Câmara aprova Estatuto da Igreja Católica e regulamenta o direito à liberdade religiosa

Câmara aprova Estatuto da Igreja Católica e regulamenta o direito à liberdade religiosa

Atualizado: Quinta-feira, 27 Agosto de 2009 as 12

O Plenário aprovou, nesta quarta-feira, 26, o Projeto de Decreto Legislativo 1736/09, que trata do acordo entre o Brasil e o Vaticano relativo ao Estatuto Jurídico da Igreja Católica no Brasil, assinado em novembro de 2008. O texto ratifica normas já cumpridas no País sobre o ensino religioso, o casamento e a prestação de assistência espiritual em presídios e hospitais. O projeto segue agora para o Senado.

O texto reforça o vínculo não empregatício entre religiosos e instituições católicas, garante o sigilo de ofício dos sacerdotes e a imunidade tributária para as entidades eclesiásticas. Ficam dispensados de visto os estrangeiros que venham ao Brasil realizar atividade pastoral.

O formato de acordo para disciplinar procedimentos de natureza religiosa só foi possível porque o Vaticano tem personalidade jurídica de Direito Internacional Público. Ou, seja, ele é reconhecido como um Estado.

Casamentos e escolas

Como já é estabelecido pelo Código Civil, o casamento realizado pela Igreja Católica que atender também às exigências do Direito terá efeitos civis, desde que seja devidamente registrado em cartório.

O tratado menciona o respeito à importância do ensino religioso, seja católico ou de outra religião. Porém, é feita a ressalva de que a matrícula nessa disciplina é facultativa nas escolas públicas.

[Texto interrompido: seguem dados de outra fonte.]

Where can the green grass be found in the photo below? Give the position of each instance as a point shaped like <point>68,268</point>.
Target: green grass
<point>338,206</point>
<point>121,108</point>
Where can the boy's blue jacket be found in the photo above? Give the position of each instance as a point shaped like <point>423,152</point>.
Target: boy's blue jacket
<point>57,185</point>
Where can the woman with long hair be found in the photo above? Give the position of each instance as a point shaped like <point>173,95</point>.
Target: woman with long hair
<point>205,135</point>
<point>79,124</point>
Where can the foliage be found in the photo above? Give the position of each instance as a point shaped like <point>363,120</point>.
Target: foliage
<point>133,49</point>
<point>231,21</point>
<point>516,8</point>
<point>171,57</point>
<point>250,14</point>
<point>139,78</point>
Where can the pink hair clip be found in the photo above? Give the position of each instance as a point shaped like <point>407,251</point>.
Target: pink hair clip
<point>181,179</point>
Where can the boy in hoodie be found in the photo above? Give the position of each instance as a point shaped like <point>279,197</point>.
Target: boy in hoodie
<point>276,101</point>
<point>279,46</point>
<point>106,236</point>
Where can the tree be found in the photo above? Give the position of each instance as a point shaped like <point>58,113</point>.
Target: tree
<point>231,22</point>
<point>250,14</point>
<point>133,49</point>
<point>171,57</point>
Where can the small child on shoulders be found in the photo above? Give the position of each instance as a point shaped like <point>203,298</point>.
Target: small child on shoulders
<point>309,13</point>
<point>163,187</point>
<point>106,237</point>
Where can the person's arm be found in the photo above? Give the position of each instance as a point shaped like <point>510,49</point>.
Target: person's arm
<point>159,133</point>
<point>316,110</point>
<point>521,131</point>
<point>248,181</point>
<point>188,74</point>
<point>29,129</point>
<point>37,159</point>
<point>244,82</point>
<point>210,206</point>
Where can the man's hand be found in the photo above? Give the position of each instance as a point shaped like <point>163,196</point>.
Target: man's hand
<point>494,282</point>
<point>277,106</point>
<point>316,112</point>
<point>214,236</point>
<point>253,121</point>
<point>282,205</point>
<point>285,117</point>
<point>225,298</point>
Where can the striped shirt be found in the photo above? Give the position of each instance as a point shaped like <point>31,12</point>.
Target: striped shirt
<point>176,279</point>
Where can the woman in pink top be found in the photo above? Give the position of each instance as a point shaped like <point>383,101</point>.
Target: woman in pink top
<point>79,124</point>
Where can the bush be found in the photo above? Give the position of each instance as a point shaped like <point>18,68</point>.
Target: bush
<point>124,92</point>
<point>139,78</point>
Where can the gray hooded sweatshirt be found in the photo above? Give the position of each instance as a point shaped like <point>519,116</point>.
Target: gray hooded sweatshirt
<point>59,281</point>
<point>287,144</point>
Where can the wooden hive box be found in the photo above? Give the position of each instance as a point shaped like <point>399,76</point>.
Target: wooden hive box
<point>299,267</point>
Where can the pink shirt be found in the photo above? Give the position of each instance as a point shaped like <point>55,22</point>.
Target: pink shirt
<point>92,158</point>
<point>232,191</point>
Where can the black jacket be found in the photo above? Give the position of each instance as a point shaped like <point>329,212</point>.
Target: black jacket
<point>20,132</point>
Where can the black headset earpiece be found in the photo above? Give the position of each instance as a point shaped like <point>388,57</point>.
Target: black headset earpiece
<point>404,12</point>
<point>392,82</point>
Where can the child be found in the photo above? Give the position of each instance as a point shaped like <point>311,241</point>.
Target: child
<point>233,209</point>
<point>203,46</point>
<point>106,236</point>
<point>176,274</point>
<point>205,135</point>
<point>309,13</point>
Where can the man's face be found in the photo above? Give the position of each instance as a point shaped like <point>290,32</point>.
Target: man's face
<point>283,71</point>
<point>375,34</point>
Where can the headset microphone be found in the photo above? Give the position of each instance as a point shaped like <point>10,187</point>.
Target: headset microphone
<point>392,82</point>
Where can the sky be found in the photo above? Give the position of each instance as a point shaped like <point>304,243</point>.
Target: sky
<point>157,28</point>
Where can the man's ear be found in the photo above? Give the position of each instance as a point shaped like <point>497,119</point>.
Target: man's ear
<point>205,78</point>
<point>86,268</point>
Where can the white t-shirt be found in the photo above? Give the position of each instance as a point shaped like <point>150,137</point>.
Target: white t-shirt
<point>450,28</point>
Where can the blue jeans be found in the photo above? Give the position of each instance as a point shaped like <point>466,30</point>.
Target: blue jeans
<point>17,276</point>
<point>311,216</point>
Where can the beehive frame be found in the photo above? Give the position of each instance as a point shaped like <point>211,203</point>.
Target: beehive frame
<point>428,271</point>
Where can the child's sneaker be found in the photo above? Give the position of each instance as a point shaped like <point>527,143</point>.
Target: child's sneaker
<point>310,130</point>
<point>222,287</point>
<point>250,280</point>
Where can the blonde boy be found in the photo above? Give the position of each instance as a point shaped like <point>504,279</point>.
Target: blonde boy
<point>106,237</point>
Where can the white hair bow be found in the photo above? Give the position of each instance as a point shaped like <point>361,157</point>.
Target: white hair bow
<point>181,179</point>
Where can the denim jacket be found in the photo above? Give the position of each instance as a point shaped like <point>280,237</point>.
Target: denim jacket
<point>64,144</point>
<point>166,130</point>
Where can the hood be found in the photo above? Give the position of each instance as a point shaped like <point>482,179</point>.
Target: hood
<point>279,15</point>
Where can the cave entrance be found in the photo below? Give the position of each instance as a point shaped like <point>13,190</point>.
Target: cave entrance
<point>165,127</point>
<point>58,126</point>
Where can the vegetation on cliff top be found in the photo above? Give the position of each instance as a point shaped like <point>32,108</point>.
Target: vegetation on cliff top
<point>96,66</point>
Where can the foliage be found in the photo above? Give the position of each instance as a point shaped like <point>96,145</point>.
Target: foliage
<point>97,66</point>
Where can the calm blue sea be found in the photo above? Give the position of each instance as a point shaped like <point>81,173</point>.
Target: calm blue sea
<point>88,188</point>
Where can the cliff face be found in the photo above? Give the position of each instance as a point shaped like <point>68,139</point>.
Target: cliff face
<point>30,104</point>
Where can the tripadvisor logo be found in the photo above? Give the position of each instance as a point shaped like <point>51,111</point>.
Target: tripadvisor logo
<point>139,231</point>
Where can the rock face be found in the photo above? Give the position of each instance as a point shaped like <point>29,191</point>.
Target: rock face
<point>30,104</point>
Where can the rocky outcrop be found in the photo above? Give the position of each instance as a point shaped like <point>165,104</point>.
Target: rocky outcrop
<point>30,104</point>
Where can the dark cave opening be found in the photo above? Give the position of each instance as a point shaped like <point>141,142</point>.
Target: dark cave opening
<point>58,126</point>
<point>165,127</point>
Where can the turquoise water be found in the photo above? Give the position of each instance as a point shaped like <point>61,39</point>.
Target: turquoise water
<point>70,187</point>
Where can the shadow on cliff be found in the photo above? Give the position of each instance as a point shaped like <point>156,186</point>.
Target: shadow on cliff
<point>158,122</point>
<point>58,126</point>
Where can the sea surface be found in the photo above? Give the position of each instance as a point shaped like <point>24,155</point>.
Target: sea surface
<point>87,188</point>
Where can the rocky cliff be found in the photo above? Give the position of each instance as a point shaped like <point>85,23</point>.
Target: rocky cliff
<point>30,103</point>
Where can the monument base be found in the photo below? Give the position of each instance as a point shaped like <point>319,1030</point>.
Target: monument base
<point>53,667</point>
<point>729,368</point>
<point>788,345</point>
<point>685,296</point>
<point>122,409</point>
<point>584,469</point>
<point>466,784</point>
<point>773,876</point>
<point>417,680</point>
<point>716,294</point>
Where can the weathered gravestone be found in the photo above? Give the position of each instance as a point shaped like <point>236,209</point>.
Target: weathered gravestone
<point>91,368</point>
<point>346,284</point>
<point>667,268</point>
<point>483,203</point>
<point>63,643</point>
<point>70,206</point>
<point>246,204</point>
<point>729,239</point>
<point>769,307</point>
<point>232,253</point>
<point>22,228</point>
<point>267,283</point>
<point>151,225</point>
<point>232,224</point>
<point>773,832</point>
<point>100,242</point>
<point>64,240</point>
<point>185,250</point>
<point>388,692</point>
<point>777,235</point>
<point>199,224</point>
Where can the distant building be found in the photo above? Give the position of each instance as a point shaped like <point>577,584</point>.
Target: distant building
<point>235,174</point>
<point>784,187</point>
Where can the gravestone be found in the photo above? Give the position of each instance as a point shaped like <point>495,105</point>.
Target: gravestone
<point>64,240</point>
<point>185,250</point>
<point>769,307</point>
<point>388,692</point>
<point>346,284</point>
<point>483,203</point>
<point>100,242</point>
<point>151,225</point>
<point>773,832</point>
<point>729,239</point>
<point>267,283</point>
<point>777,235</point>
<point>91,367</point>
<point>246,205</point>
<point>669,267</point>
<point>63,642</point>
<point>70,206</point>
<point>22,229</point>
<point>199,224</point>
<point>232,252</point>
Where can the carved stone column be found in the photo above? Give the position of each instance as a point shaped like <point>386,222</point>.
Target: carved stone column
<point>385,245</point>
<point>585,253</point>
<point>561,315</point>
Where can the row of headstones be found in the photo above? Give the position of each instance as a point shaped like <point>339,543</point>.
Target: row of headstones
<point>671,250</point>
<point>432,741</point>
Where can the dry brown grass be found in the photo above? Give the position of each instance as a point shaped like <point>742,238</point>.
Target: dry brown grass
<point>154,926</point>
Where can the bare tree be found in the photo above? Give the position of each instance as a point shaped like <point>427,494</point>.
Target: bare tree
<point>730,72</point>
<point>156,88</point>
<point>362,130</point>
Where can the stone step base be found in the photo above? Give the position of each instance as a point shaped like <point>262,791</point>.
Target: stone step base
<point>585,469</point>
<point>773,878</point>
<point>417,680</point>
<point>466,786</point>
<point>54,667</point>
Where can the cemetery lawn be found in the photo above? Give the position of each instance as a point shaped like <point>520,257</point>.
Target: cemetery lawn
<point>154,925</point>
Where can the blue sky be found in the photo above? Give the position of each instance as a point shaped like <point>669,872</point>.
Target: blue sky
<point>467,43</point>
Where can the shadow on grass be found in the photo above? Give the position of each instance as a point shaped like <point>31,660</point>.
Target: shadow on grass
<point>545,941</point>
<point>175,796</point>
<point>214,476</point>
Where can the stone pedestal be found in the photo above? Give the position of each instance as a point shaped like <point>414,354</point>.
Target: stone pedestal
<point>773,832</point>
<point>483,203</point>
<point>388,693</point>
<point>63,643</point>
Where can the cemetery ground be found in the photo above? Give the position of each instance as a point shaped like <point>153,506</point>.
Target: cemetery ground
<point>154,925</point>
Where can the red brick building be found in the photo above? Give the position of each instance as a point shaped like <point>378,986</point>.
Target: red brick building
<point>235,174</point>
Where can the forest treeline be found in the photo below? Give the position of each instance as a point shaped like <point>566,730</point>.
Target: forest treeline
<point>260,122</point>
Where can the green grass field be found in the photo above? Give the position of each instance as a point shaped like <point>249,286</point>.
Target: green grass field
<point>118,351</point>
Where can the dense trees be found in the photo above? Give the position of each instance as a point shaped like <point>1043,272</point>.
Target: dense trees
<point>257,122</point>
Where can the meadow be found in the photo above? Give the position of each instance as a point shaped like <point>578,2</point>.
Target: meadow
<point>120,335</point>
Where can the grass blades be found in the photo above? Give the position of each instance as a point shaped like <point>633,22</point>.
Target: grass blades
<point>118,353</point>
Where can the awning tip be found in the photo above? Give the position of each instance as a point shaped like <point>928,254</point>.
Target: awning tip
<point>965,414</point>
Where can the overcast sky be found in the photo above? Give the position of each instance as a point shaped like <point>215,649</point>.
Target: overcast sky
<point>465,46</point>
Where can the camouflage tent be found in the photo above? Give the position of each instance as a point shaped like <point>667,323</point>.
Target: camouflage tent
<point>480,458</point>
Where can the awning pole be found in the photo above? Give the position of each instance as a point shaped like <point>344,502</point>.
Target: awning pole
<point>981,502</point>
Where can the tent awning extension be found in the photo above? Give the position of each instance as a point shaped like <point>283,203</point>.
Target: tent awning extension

Esse tema gerou divergências no Plenário. O relator Chico Abreu (PR-GO), da Comissão de Educação e Cultura, apresentou emenda para suprimir a expressão "católico e de outras confissões" do artigo que prevê o ensino religioso. O líder do DEM, Ronaldo Caiado (GO), criticou essa decisão de Abreu, com o argumento de que a Constituição não permite mudanças nos textos de tratados internacionais assinados pelo presidente da República. Diante dessa polêmica, o relator retirou a emenda.

Liberdade religiosa

Também foi aprovado o projeto que regulamenta o direito constitucional de livre exercício de crença e cultos religiosos. o PL 5598/09 repete diversos artigos do acordo entre o Brasil e o Vaticano, adaptando-os a todas as religiões. A matéria segue agora para o Senado.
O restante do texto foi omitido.